The correlation matrix and the correlation coefficient could identify the interrelationships between the various indicators used to assess water quality. Using a linear correlation, we found that every pair of elements in the groundwater dataset was significantly correlated (p < 0.01) and significant level (p < 0.05) and determined by comparing the data to a standard correlation formula. Table 4 illustrates the correlation coefficients matrix calculated for the various groundwater quality measures examined. The correlation matrix revealed inter-parameter correlations that agreed with the findings of the PCA and HCA. The result shows that the EC was positively correlated with Na+ (r = 0.77) and an almost linear correlation with TDS (r = 0.96), representing a confidence level of 99%. There is a strong relationship between TDS and Na+ (r = 0.73), suggesting that increased concentrations of TDS and Na+ ions in the groundwater emerged because of weathering of rocks, causing an increased salinity and ionic strength. In addition, Ca2+ has a positive association with Mg2+ (r = 0.34), a moderately positive correlation with Cl (r = 0.77), and a significant positive correlation with SO42− (r = 0.84).
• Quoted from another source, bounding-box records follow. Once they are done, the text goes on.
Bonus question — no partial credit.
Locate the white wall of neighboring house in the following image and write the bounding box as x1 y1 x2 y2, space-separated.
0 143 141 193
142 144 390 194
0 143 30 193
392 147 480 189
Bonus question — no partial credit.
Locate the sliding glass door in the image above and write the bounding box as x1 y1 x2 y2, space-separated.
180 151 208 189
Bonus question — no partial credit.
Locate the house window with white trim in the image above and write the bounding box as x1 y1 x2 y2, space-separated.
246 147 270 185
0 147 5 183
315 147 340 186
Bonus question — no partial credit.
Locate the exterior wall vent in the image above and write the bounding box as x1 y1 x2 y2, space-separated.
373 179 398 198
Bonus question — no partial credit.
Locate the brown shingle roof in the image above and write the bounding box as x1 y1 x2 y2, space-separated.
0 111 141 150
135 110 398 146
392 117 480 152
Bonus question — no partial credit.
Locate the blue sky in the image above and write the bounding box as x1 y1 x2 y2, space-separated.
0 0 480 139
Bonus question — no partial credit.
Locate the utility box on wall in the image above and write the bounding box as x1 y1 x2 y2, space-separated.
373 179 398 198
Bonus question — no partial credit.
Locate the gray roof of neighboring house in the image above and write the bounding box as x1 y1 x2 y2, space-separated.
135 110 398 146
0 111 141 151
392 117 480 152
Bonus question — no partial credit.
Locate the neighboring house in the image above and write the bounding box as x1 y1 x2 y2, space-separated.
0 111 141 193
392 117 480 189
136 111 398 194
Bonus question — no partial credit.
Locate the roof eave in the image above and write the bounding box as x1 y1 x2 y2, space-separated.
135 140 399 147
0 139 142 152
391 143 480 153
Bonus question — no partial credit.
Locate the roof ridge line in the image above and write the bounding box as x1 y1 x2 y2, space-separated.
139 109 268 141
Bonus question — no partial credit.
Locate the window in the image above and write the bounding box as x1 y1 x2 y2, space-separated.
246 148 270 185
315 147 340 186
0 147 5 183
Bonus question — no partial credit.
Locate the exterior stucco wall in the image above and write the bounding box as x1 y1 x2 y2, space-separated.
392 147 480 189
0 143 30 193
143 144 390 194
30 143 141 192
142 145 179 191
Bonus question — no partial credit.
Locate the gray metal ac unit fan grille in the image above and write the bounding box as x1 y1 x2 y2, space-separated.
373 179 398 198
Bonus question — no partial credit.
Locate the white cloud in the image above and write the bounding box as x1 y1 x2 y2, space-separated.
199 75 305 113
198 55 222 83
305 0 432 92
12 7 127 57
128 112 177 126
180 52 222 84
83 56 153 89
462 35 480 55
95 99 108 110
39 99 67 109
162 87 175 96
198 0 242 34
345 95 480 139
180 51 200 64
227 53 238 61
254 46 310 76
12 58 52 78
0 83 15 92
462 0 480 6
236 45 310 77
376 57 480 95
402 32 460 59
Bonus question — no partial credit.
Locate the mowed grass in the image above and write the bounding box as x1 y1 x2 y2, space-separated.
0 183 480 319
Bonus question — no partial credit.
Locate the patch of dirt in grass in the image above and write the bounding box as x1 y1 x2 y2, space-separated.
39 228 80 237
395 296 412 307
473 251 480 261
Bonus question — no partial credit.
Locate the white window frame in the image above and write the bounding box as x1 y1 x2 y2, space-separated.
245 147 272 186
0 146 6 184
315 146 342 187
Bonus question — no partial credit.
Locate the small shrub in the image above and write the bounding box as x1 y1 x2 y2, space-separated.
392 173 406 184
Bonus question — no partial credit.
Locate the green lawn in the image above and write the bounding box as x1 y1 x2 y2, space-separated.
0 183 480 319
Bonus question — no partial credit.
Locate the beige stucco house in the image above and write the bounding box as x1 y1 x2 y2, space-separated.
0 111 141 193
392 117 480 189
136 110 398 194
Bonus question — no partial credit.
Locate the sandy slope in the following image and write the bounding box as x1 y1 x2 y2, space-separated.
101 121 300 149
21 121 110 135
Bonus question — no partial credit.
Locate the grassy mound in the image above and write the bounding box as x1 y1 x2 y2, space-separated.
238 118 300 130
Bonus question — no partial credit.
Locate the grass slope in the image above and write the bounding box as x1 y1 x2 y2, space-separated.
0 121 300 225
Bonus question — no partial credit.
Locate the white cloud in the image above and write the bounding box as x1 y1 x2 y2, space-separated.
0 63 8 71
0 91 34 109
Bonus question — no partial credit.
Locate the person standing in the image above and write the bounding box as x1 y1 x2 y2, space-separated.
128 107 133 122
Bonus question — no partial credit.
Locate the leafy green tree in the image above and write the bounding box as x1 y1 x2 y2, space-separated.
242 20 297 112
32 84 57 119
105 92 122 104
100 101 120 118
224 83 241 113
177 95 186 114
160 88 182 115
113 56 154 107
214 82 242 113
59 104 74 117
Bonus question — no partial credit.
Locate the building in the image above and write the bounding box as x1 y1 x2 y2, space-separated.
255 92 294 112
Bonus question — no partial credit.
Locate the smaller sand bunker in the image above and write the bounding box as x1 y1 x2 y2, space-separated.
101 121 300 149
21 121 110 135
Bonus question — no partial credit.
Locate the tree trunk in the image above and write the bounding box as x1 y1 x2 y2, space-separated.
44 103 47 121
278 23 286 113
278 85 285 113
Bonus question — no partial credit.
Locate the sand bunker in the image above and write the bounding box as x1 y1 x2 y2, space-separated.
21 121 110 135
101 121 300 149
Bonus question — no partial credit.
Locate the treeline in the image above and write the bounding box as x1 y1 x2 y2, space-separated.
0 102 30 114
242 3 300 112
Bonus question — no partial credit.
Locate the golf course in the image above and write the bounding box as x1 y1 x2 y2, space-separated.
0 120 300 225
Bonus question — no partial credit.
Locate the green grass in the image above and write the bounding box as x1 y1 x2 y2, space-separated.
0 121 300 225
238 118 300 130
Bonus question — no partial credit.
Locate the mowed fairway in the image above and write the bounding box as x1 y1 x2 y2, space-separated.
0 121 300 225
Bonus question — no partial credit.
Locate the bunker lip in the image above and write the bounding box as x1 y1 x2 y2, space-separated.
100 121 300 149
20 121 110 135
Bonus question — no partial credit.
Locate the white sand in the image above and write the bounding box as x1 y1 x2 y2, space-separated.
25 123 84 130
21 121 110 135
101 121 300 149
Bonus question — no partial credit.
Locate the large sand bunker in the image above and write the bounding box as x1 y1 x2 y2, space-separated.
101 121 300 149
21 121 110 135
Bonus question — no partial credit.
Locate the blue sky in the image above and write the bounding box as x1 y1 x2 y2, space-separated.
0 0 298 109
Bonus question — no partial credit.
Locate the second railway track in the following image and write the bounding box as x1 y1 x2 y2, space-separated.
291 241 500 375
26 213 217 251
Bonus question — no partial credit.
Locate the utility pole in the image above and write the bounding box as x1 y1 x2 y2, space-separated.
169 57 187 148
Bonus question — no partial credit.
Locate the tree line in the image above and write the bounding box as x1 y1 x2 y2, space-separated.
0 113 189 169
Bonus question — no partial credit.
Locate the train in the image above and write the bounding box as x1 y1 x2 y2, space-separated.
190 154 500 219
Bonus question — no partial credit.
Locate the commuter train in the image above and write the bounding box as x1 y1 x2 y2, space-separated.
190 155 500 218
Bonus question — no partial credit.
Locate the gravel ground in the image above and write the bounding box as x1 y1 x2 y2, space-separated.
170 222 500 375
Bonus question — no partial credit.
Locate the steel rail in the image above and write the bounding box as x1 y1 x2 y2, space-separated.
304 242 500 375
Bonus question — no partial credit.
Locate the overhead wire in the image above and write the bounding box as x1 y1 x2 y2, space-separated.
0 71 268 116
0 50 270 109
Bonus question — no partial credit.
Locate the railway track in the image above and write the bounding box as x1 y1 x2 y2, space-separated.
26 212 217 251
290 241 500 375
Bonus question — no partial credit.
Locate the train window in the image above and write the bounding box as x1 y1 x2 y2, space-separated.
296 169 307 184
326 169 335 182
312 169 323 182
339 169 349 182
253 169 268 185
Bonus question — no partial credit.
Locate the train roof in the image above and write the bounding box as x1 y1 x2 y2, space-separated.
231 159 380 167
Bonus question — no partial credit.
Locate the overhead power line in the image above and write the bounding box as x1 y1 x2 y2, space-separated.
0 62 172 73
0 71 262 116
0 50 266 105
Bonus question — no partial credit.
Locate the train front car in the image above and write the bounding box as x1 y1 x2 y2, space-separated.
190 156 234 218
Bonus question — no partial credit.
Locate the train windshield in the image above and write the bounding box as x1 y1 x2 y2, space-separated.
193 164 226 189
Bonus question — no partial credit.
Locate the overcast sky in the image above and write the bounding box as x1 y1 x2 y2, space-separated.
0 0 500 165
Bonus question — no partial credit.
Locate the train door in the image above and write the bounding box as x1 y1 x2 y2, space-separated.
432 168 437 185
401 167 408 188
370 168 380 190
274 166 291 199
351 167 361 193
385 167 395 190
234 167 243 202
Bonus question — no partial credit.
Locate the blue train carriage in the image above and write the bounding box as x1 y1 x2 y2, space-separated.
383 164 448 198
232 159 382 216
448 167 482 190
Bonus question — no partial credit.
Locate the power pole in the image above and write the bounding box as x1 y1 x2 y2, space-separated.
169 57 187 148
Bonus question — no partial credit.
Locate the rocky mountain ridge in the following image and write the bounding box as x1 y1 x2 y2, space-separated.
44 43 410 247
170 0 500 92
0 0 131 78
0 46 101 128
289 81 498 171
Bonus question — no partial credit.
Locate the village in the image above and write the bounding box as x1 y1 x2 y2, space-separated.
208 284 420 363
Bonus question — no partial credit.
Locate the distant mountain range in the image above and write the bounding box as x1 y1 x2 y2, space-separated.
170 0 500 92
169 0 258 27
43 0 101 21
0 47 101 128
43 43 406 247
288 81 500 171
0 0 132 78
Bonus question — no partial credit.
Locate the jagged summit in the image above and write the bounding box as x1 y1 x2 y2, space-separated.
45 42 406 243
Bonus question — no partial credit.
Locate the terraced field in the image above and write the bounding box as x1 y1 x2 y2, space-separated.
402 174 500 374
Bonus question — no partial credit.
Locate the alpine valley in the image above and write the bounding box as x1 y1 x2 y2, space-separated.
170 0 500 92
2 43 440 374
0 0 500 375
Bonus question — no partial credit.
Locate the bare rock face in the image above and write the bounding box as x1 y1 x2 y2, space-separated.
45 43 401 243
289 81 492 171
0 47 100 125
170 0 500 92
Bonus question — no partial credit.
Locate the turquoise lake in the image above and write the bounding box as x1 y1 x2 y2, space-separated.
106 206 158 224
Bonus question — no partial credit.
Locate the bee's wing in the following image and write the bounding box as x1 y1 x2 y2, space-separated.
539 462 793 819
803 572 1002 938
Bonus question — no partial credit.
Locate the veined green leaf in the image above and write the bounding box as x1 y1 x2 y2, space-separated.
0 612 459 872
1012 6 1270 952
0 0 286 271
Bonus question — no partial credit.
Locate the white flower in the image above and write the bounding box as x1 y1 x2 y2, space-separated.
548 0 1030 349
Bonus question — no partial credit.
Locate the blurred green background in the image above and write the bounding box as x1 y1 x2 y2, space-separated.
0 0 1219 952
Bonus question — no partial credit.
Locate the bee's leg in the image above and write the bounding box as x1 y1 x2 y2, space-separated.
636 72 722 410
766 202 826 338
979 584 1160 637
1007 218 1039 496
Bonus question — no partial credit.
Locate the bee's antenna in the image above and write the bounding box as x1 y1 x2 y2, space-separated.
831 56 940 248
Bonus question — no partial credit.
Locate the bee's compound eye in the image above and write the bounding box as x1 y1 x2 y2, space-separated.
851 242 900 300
Also, the relationship between Mg2+ and Cl is positive (r = 0.70), whereas the correlation between Mg2+ and SO42− is relatively weak (r = 0.36). These connections reflect the lithologic influence of the dissolution of aquifer materials and the interactions between water and rock. In addition, the ionic alterations and secondary salts found in groundwater may have been caused by the penetration of wastewater, such as sewage from homes and water from farms (Ledesma-Ruiz et al. 2015).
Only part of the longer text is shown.